ROANOKE TIMES

                         Roanoke Times
                 Copyright (c) 1995, Landmark Communications, Inc.

DATE: TUESDAY, February 26, 1991                   TAG: 9102260156
SECTION: EXTRA                    PAGE: E1   EDITION: METRO 
SOURCE: JANE SEE WHITE STAFF WRITER
DATELINE:                                 LENGTH: Long


OK, PARENTS, LISTEN UP

IT doesn't matter how old they are, it seems that most kids can reduce a parent to a blubbering mass of protoplasm without even breaking into a sweat.

Let's be honest now, raise your hands: Ever locked yourself in the bathroom to get a breather from a raging 2-year-old, or 8-year-old, or 14-year-old? Ever pulled to the side of the road and burst out of the car to escape the mayhem the kids are wreaking inside?

Before you start feeling sorry for yourself, it would be well to remember that parents often make kids just as crazy as they make us.

And, unfortunately, turnabout isn't always fair play, since some of the errors of our ways can have lifelong consequences for the small souls we're trying to shepherd safely into adulthood.

To sort these out, we talked with area therapists and parenting specialists.
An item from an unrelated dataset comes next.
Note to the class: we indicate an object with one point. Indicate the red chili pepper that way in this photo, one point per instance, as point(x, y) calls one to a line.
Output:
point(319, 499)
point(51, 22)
We also consulted with a panel of nine experts, aged 14 to 16, at Cave Spring Junior High (whom we promised anonymity, for obvious reasons).

Here's what we learned many parents are doing to drive their kids bananas.

\ Breaking promises

\ "My parents change their minds at the last minute," said one Cave Spring student. "They'll say I can do something and then when it's time, they'll say I can't because they have other plans."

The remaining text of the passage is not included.